Masthead graphic based on a painting by Gudrun Thriemer.

Sunday, July 06, 2008

11th AWID International Forum on Women's Rights and Development, Capetown, November 14-17, 2008.

Fundamentalist forces have gained ground around the world, exerting an increased control on women’s lives. The Millennium Development Goals alongside the new aid architecture have restructured development assistance with women’s rights taking a back seat. From November 14–17, 2008, up to 1,500 women’s rights activists from around the world will gather in Cape Town, South Africa to debate and strategize about how to build stronger movements to advance women’s rights and gender equality globally.

Register here=>

[Although the Call for Proposals is closed, the Introduction articulates the issues in a way that will be useful to people in a variety of different movements. -jlt]

When people struggle together, what was once unimaginable suddenly becomes possible.

Some of the most profound changes in our world have come about as a result of struggles in the form of social movements. Often, these movements germinated in a handful of people who rose up against an entrenched injustice, then blossomed into mass mobilizations that have ended up toppling governments, deposing powerful leaders, ending military occupations, and bringing rights and freedoms to millions of people.

This is the power of movements - what people without access to power cannot accomplish alone, they can accomplish together through collective action.

Among the most compelling examples of the power of movements is unquestionably the global women's movement-a fact recognized by civil society scholars worldwide. Over many hundreds of years, women in solidarity have forcefully challenged prevailing patriarchal ideologies, eradicated institutions and customs that supported discriminatory practices, compelled women's voice and representation in a multitude of institutions, created formal and informal structures to monitor the implementation of women's equality, and mobilized and empowered women in communities around the world.
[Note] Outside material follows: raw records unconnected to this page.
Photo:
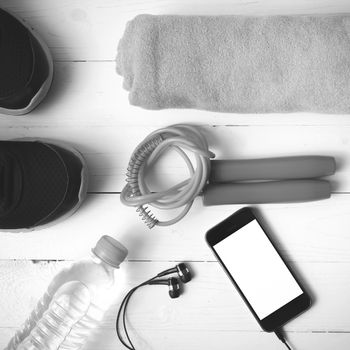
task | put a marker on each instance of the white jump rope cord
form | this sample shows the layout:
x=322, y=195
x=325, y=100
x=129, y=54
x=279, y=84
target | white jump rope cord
x=179, y=138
The effect of these combined efforts has been, over time, a gradual but significant improvement in the lives of women and girls around the world.

Despite these successes, the struggle for women's rights continues to face formidable obstacles. Recent years have witnessed a marked increase in the fragmentation of activists, as well as decreased investment by funding agencies in movement-oriented as opposed to project-oriented work. But there has been little space to discuss the implications of these trends, or to think about strategies to confront them. There has been even less space to reflect on the health of our movements, to critically examine our successes a well as our failures, to update and re-cast our understanding of movements in the current global context, and to find a better way forward, working in cooperation with other, like-minded social movements towards the common goals of peace, social justice, environmental sustainability and human rights for all.

The questions we need to answer are complex and multi-faceted: How do we build movements that allow us to be strong but flexible, diverse without being fragmented, adaptable without compromising our core values, strategic without being expedient? What kind of collective power is possible in the 21st century, what types of mobilizations work - and in what contexts? What are the contradictions we need to confront in our movements in order to move forward? How do we build solidarity across different movements? And what is the cost of simply letting things drift along the present path?